# drilling kitchen cupboard doors



## Lons (3 Feb 2011)

I made this jig years ago for drilling kitchen cupboard doors for sprung blum type hinges and have been using it today to drill 20 oak doors.

My current setup means that I have to pull out the pillar drill and cover stuff around it with old sheets - not ideal but I want to clear out and set up my workshop properly this summer and wondered if anyone has a better system (though this does work) that I can incorporate.

I only occasionally drill doors but I'm inevitably in a hurry and always quite a few of them  

Bob


----------



## Sportique (11 Feb 2011)

Lons,

looks good to me, but tell me, how do you know the distance between centre of the "hole" and the edge of the door (i.e. fence position)? Does this vary with make/design of hinge? or are they all standard?

Good straightforward jig.

Dave


----------



## Lons (11 Feb 2011)

Sportique":19y3xbs5 said:


> Lons,
> 
> looks good to me, but tell me, how do you know the distance between centre of the "hole" and the edge of the door (i.e. fence position)? Does this vary with make/design of hinge? or are they all standard?
> 
> ...



Hi Dave

The jig is pretty simple and I think quite common as I'm sure I cribbed it from somebody a long time ago and i was hoping there might be something better out there.
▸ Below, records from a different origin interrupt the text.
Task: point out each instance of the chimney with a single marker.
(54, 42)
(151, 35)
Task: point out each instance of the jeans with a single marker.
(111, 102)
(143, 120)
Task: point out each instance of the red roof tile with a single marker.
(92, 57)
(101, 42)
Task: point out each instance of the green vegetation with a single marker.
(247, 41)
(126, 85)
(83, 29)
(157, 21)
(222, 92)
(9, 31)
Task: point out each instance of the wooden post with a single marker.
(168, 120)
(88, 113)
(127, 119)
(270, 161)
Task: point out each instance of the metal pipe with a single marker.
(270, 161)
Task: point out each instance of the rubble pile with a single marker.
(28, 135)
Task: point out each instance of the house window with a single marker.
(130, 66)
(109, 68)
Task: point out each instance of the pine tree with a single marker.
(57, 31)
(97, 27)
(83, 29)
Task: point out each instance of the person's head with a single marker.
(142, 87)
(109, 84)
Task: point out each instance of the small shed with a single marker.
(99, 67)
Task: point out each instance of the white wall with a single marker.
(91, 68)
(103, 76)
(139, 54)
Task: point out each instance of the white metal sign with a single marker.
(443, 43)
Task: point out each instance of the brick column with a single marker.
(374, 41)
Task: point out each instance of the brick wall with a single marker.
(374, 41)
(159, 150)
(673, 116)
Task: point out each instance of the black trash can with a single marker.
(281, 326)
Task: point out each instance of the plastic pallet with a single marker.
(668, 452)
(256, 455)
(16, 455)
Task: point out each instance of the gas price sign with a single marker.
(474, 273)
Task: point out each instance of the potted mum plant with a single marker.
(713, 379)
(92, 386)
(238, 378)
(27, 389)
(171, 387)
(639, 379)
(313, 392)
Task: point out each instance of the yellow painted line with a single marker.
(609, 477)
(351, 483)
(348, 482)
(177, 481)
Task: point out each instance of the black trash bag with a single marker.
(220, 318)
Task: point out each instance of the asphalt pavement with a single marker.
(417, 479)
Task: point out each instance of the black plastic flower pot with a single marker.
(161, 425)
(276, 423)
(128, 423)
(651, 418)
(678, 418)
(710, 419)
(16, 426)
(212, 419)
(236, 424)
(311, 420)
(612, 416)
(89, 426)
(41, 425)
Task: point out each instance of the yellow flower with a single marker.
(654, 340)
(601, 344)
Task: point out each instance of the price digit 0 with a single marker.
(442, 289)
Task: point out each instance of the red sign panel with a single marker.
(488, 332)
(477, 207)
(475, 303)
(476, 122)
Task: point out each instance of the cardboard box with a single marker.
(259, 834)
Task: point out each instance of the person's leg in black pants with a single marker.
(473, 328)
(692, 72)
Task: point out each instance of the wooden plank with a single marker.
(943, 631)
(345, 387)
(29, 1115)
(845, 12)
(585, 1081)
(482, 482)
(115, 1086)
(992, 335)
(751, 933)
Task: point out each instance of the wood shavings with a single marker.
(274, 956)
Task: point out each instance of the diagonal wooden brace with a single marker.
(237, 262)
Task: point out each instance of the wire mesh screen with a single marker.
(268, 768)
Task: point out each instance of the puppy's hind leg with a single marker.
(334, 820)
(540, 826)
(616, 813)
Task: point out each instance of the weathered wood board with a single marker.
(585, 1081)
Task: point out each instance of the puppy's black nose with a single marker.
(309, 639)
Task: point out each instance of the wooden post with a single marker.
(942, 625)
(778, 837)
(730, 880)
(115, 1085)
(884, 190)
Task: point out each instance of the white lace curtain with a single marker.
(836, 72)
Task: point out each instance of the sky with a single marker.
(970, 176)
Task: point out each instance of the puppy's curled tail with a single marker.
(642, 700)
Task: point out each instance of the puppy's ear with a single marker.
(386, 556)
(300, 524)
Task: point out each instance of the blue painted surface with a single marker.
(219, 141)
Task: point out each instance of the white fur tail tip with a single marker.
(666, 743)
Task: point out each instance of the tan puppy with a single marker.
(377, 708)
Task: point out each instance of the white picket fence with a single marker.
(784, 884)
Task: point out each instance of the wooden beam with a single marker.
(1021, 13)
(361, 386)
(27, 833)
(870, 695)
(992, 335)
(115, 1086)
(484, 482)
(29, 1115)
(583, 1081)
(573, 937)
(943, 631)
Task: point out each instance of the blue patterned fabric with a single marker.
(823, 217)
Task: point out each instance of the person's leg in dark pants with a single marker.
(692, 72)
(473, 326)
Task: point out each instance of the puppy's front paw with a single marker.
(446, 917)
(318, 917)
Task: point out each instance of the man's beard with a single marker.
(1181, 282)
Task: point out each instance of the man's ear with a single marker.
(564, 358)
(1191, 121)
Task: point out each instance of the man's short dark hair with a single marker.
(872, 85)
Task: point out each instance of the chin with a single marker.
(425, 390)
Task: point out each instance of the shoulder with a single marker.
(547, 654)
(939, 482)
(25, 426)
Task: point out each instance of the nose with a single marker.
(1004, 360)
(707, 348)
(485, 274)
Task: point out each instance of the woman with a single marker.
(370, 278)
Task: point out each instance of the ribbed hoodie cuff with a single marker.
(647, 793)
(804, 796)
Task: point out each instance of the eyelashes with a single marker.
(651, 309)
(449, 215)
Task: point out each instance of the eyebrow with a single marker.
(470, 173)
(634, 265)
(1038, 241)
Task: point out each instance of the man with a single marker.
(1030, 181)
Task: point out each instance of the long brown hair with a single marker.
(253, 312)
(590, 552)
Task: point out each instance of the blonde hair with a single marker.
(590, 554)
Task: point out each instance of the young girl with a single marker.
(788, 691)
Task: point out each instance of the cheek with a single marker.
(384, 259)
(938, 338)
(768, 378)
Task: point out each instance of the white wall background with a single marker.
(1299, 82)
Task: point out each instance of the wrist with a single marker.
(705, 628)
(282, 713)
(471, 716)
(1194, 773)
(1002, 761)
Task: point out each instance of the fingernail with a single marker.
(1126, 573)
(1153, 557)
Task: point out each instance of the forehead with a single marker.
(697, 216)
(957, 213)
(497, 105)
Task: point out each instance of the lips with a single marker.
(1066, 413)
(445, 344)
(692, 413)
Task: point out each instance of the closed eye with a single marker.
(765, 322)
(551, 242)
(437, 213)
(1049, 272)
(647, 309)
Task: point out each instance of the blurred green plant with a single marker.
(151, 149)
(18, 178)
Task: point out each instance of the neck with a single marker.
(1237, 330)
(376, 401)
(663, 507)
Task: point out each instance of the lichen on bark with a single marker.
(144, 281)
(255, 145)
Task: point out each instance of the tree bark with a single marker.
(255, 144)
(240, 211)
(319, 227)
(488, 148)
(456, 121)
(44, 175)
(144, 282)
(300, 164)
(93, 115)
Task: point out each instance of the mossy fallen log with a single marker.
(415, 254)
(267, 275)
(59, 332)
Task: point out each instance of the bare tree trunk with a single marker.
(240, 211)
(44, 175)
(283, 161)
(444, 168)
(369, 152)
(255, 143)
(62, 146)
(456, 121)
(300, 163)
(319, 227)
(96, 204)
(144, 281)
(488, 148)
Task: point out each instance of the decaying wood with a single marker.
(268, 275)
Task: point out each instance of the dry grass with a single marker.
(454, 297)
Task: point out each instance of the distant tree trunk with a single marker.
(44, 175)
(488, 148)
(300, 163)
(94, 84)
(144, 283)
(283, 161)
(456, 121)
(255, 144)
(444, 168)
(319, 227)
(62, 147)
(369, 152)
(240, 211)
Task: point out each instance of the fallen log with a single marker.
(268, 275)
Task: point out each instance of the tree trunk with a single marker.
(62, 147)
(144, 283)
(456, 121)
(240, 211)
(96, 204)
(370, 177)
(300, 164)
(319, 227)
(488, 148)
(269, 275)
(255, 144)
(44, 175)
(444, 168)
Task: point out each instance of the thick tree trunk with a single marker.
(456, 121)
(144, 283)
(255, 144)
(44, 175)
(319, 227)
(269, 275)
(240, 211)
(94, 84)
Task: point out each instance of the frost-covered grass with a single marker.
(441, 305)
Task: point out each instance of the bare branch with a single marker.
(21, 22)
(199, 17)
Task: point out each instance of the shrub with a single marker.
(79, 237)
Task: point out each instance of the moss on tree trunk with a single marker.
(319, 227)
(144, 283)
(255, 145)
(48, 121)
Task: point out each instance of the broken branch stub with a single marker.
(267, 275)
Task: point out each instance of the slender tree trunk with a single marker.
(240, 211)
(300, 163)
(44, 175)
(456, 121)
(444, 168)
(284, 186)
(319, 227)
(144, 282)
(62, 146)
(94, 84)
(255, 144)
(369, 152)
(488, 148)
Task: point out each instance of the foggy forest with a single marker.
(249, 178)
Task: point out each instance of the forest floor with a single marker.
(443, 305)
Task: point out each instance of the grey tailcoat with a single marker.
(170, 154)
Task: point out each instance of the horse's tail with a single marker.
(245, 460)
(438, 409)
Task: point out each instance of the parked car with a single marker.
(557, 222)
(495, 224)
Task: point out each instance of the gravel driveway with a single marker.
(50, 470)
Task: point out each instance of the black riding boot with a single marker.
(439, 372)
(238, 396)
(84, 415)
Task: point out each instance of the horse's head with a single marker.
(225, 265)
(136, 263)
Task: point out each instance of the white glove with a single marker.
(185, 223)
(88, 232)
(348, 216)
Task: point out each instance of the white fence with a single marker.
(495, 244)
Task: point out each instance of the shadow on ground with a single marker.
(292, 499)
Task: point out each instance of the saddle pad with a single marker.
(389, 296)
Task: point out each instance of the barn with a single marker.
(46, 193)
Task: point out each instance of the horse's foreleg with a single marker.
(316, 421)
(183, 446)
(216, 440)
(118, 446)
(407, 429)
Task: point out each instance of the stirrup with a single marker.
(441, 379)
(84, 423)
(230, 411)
I used to make all my own cabinets and had it set up permantently into a bench with hinge centres @ 100mm from door ends so reference was never a problem and it was set at zero from door edge so I could use a relevant spacer to suit virtually any hinge.

The guy I use to make my carcases now also sets at 100mm but as my pillar drill is now moveable I drlilled some 18mm mdf at the spacings I use and I just clamp it to the jig, lower the bit into the hole and clamp the jig to the drill table. Not really efficient but for infrequent use it's ok for the minute. Not though when I set up the workshop as I'm not happy with it.

Bob


----------



## Sportique (11 Feb 2011)

Bob

thanks for your reply - now I understand why you would like to change the set-up for your new workshop.

Dave


----------



## claptonkid (23 Feb 2011)

I bought one of these a few months back: 

http://cgi.ebay.co.uk/DRILL-JIG-KITCHEN ... 985wt_1141

It's a very cheap and cheerful drilling jig which allows easy adjustment of the margin. You basically fit a depth stop to your corded drill then a steel bush guides your 35mm bit into the door. You drill until the depth stop hits the jig. Of course you can buy £150 versions of this from Blum, but why bother? It seems to work fine for me.



Lons":axmcy580 said:


> I made this jig years ago for drilling kitchen cupboard doors for sprung blum type hinges and have been using it today to drill 20 oak doors.
> 
> My current setup means that I have to pull out the pillar drill and cover stuff around it with old sheets - not ideal but I want to clear out and set up my workshop properly this summer and wondered if anyone has a better system (though this does work) that I can incorporate.
> 
> ...


----------